SssssssssssssssssssssssStatic!
My 2 cents.
Roger, N0VR
-----Original Message-----
From: vhfcontesting-bounces@contesting.com
[mailto:vhfcontesting-bounces@contesting.com] On Behalf Of Duane - N9DG
Sent: Wednesday, June 18, 2008 2:32 PM
To: 'VHF Contest Reflector'; aa5jg@lcisp.com
Subject: Re: [VHFcontesting] VHF contesting ethics questions
--- On Wed, 6/18/08, John AA5JG <aa5jg@lcisp.com> wrote:
>
> But 70 years ago you listened to the band yourself and
> tuned the radio yourself finding the stations to work.
> There were no computers involved. It was just you and your
> equipment. If I understand it correctly, doesn't CW
> skimmer tune the band for you, decode the CW, and print it
> out on the screen by station and frequency? We may have
> done that with paper and pencil 70 years ago, but the
> tuning and decoding was done by the operator, not by the
> computer.
>
> 73s John AA5JG
But 70 years ago you *did* use some kind of *technology*, be it a cat
whisker diode detector, TRF, regenerative detector, or even some new fangled
triode detector/super heterodyne. But what you didn't do is extract
information about who was on the bands by sticking each of the leads of the
600 ohm ladder line in each ear ;).
Bottom line technology has always been a core part of ham radio. And today
computers are just another piece of technology that can be used. Just like
the new fangled superhet was in its day. So despite the signals ultimately
being *audible* it was still *technology* that actually enabled you to know
that the signals were there or not. And I doubt that there were many
telephone based spotting networks back in the 1930's either.

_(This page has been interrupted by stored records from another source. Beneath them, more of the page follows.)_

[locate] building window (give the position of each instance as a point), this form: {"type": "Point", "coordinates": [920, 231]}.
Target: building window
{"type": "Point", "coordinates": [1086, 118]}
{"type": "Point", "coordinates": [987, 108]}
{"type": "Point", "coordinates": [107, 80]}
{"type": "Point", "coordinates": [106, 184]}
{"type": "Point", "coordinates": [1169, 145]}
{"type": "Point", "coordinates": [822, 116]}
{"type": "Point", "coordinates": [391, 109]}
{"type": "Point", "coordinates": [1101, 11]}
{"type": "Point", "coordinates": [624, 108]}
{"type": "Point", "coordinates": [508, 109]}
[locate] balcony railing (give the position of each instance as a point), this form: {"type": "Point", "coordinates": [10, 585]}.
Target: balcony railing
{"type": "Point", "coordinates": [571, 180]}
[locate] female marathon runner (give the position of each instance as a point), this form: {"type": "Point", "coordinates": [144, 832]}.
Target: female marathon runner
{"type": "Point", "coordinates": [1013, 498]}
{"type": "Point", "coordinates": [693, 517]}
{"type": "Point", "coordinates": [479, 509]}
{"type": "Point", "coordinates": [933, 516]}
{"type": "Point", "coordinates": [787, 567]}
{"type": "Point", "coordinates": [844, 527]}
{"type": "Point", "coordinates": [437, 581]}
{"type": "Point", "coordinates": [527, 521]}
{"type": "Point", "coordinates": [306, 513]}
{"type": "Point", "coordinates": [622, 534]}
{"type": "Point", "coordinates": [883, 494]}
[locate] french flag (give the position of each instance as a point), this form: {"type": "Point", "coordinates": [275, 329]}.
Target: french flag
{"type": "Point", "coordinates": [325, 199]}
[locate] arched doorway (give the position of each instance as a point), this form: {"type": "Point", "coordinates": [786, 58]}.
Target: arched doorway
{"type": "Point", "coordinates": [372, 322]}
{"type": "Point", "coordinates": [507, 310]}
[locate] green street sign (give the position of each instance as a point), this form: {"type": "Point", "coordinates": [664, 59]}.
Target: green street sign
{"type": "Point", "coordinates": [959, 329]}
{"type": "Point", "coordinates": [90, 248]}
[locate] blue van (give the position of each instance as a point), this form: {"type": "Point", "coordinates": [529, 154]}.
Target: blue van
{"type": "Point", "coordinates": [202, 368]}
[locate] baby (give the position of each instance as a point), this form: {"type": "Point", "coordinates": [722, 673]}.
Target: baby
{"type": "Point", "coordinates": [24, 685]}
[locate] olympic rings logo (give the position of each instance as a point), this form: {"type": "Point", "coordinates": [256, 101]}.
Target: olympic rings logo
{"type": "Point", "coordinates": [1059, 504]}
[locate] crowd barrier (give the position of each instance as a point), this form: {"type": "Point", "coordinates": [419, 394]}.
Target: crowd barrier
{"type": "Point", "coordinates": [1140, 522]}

But what many of the anti computer in ham radio crowd try to do equate
"computers integrated radio" as being the same thing as "Internet with
radio". They are by no means the same thing at all.
I believe the real crux of the debate should be centered on whether the use
of other parallel means of information to find, or make the contact is
permissible or not. Not whether computers are permissible or not.
This whole issue is really reaching a fever pitch today because of cheap
common carrier communications. The Internet being a good example of such.
What ham radio cannot afford to do is to arbitrarily pick some technology
plateau, or some technological place in time as the benchmark or definition
of ham radio. That is completely counter to its very purpose and I'm
convinced will surely lead to its demise in short order.